Full Report
IP addresses and domains aren’t just for blocklists; when analyzed with the right tools, they can be operationalized to enrich alerts, support threat hunting, and uncover risk.
Analysis Summary
# Tool/Technique: IP Addresses and Domains in Threat Intelligence
## Overview
In Cyber Threat Intelligence (CTI), IP addresses and domain names serve as commonly shared Indicators of Compromise (IOCs). While often relegated to simple blocklists, their operationalization—through analysis and enrichment—provides significant value for enriching security alerts, supporting threat hunting efforts, and uncovering deeper risk profiles.
## Technical Details
- Type: Technique (Indicator Analysis/Operationalization)
- Platform: Network Infrastructure, Security Tools (SIEM/SOAR/Firewalls)
- Capabilities: Alert enrichment, threat context provision, detection logic expansion, indicator-based threat hunting.

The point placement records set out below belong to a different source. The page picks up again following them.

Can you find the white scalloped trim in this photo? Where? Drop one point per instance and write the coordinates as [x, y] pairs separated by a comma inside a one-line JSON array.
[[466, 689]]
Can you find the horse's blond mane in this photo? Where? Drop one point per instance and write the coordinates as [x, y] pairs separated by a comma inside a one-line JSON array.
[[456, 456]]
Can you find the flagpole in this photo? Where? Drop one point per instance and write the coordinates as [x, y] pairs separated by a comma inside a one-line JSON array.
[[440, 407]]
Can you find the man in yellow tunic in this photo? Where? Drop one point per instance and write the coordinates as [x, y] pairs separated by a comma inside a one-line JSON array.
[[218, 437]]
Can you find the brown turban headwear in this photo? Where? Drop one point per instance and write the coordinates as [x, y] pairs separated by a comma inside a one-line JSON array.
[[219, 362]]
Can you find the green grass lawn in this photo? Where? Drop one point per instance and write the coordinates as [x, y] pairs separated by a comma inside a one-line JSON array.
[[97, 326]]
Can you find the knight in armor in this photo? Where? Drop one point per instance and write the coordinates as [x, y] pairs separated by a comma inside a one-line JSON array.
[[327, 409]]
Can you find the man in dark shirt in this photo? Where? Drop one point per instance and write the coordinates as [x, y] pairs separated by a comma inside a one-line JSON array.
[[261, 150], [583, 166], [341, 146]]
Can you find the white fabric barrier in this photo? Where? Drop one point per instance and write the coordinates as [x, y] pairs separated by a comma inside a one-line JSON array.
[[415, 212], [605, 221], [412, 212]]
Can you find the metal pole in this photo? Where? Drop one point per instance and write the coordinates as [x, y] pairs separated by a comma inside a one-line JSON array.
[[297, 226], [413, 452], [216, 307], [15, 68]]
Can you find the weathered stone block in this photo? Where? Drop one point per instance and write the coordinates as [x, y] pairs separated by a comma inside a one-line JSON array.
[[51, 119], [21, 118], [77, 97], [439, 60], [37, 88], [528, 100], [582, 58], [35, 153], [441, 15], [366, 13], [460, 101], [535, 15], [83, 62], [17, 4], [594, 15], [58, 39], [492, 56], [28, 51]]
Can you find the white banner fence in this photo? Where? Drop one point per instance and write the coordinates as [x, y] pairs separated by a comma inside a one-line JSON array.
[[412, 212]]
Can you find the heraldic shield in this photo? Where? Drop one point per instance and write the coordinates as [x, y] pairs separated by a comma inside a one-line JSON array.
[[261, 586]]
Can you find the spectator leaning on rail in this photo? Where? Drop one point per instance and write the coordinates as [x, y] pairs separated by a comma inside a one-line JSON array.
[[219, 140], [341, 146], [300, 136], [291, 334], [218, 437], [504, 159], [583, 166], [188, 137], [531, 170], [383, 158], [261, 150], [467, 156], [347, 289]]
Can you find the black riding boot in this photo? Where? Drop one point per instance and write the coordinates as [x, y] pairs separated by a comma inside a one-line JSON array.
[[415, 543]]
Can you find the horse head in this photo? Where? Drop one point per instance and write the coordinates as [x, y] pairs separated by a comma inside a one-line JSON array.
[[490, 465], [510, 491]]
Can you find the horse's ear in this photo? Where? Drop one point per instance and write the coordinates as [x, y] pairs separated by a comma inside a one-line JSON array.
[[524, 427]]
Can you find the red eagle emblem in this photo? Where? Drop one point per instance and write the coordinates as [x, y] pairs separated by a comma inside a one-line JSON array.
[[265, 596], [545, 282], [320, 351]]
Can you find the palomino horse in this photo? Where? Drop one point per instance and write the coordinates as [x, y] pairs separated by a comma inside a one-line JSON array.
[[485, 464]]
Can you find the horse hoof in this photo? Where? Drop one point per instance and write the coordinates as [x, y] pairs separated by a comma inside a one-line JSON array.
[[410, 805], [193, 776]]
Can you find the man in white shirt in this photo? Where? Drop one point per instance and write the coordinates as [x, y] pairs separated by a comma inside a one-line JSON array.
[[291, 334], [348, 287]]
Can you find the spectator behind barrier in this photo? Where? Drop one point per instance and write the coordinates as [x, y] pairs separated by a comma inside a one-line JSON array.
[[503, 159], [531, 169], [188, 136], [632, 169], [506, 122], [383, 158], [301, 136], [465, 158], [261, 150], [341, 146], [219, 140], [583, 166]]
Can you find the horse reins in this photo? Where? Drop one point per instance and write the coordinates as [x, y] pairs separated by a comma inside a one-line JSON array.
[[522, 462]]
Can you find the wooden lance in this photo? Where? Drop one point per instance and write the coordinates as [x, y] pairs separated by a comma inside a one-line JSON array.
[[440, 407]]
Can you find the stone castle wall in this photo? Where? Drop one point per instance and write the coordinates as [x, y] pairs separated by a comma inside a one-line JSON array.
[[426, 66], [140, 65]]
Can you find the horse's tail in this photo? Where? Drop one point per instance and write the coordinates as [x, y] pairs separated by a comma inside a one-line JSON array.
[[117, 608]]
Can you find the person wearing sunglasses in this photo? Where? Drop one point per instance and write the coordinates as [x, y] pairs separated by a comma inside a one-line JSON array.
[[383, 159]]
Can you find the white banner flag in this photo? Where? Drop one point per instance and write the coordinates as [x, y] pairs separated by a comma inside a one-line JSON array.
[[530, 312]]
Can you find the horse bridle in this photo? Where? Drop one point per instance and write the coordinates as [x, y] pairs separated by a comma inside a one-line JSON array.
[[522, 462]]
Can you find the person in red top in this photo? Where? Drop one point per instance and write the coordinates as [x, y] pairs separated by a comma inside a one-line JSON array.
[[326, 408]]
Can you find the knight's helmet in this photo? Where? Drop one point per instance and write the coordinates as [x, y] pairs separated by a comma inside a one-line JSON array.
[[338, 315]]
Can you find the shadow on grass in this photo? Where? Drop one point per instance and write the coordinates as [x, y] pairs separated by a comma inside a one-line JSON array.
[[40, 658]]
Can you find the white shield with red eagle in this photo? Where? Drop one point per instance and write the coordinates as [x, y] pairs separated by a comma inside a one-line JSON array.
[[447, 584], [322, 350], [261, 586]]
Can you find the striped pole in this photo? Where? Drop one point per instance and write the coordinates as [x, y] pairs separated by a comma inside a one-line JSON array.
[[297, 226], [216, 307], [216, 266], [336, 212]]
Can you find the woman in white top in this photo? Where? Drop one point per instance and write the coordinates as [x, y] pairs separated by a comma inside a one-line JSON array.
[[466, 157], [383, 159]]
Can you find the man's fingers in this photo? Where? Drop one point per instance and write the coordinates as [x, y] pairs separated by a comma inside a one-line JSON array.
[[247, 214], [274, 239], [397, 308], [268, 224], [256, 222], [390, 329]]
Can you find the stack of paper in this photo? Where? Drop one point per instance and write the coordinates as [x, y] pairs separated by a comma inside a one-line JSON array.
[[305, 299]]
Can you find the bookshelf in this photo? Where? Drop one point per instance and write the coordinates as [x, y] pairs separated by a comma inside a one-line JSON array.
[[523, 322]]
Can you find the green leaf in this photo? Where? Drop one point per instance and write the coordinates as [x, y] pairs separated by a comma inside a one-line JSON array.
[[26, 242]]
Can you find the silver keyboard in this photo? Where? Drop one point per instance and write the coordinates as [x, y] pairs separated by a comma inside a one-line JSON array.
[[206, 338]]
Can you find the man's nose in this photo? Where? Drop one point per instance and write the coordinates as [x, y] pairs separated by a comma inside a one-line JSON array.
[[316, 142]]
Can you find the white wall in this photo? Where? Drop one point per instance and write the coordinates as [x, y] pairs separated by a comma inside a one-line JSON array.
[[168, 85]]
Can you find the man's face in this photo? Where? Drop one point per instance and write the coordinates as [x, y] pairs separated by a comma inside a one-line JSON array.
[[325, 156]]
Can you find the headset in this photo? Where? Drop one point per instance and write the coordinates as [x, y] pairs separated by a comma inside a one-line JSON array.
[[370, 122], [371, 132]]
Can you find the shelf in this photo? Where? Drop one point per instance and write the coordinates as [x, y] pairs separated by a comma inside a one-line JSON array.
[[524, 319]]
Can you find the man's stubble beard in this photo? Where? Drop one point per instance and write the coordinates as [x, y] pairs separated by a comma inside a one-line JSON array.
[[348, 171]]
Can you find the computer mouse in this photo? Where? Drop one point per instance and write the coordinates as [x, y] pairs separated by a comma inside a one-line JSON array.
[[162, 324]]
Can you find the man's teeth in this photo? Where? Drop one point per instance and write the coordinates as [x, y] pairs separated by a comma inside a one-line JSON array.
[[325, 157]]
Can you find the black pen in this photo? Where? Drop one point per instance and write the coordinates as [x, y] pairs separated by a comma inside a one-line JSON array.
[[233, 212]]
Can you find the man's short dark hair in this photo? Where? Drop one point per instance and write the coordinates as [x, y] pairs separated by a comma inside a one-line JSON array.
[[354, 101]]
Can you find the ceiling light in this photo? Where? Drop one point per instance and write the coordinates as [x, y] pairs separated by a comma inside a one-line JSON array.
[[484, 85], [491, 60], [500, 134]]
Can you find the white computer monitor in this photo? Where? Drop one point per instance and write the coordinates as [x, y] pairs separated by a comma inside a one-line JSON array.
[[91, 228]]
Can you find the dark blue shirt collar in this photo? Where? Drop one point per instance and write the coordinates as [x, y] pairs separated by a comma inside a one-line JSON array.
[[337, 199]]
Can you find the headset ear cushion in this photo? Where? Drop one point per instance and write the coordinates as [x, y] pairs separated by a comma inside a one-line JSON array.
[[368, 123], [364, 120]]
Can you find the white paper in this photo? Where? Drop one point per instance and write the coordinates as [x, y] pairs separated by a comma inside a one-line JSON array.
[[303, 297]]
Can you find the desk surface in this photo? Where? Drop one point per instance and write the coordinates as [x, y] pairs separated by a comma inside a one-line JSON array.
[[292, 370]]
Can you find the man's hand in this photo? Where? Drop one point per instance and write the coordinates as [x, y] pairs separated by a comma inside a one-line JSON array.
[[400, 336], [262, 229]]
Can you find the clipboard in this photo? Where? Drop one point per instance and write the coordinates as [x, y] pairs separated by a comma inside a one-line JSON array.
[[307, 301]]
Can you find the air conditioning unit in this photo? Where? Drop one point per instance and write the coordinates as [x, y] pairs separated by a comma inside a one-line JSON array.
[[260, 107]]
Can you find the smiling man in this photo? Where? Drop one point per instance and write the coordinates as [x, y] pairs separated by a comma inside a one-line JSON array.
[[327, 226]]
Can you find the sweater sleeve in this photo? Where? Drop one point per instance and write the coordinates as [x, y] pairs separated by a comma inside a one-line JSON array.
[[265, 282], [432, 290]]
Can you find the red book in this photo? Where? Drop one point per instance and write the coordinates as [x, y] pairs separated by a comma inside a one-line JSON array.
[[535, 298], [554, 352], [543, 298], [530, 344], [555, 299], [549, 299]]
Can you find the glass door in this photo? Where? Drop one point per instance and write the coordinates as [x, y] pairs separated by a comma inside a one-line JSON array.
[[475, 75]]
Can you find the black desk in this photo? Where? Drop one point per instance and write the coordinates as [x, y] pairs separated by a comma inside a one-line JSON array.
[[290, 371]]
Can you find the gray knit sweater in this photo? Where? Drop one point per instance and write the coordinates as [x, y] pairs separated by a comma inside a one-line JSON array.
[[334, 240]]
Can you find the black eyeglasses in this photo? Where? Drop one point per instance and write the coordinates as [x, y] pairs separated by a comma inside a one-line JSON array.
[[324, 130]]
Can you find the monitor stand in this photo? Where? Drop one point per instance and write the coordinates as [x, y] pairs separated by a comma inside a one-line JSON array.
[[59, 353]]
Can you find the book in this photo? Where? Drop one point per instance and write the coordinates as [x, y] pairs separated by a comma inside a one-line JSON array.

- First Seen: Concept popularized by the Pyramid of Pain model (Original 2013).
## MITRE ATT&CK Mapping
This discussion focuses heavily on the **Indicators of Compromise (IOC)** aspect of threat intelligence operations, which maps broadly across the tactics of **Detection** and **Resource Development**.
- **TA0007 - Discovery** (Indirectly, when using IPs/Domains to find C2 infrastructure)
- **T1595 - Active Scanning** (If IPs/Domains are actively scanned)
- T1595.001 - Internet Scan
- **TA0011 - Command and Control**
- **T1071 - Application Layer Protocol** (IPs/Domains associated with C2 traffic)
- T1071.001 - Web Protocols
- **TA0008 - Collection** (When enriching IOCs to identify specific malware families)
- **T1560 - Archive Collected Data** (Related to identifying artifacts tied to these network IOCs, e.g., Mystic Stealer C2)
## Functionality
### Core Capabilities
- **Alert Enrichment:** Using IP geolocation, reputation data, and provider information to add context to triggered security alerts.
- **Indicator-Based Hunting:** Searching historical network logs for the presence of known malicious IPs and domains to find previously undetected intrusions.
- **Context Provision:** Providing analysts with immediate background on network indicators encountered during investigations.
### Advanced Features
- **Threat Context Correlation:** Tying IPs and domains to specific malware families (e.g., tracking Mystic Stealer control panels using network and content markers).
- **Automation Integration:** Leveraging SIEM/SOAR solutions to automatically perform lookups against services like Pulsedive to enrich alerts instantly.
## Indicators of Compromise
The article discusses **IP Addresses** and **Domain Names** as the primary IOCs being analyzed.
- File Hashes: N/A (Focus is on network identifiers)
- File Names: N/A
- Registry Keys: N/A
- Network Indicators: Generic discussion of IPs and Domains; specific examples not provided in the summary extracted text (though Mystic Stealer C2s are mentioned as being identified).
- Behavioral Indicators: Identification of reputation clues (e.g., known scanning activity, belonging to a VPN provider).
## Associated Threat Actors
The article mentions identifying infrastructure associated with **Mystic Stealer**. It also references external related content mentioning North Korean threat actors utilizing **Astrill VPN**.
## Detection Methods
Detection is implied through:
- **Blocklisting:** Adding known malicious IPs/Domains to firewalls and network devices (lower-tier detection in the Pyramid of Pain).
- **Historical Log Analysis:** Searching security tools for the presence of shared IOCs.
- **Automated Lookups:** Configuring SIEM/SOAR to query threat intelligence platforms (like Pulsedive) for reputation data upon alert generation.
## Mitigation Strategies
- **Active Blocklist Maintenance:** Regularly purging retired or inactive IP addresses and domains from blocklists.
- **Contextual Monitoring:** Not relying solely on blocking; using IOCs to enrich alerts and drive more sophisticated detection logic.
- **Reputation Awareness:** Factoring in reputation data (e.g., identifying if an IP belongs to a known anonymous service like a VPN) during triage.
## Related Tools/Techniques
The article references specific tools and concepts used for indicator analysis and CTI operations:
- **Pulsedive:** Used for manual and automated IP/Domain enrichment and threat research (e.g., identifying Mystic Stealer panels).
- **SIEM/SOAR Solutions:** Used to integrate and automate IP/Domain data retrieval.
- **The Pyramid of Pain:** Used as a conceptual framework to evaluate the relative value of replacing different types of IOCs.
- **ASN Analysis:** Implicitly related, as looking up IP provider details often involves Autonomous System Numbers (ASNs).
- **GreyNoise Visualizer:** Mentioned as a tool for analyzing widespread scanning activity.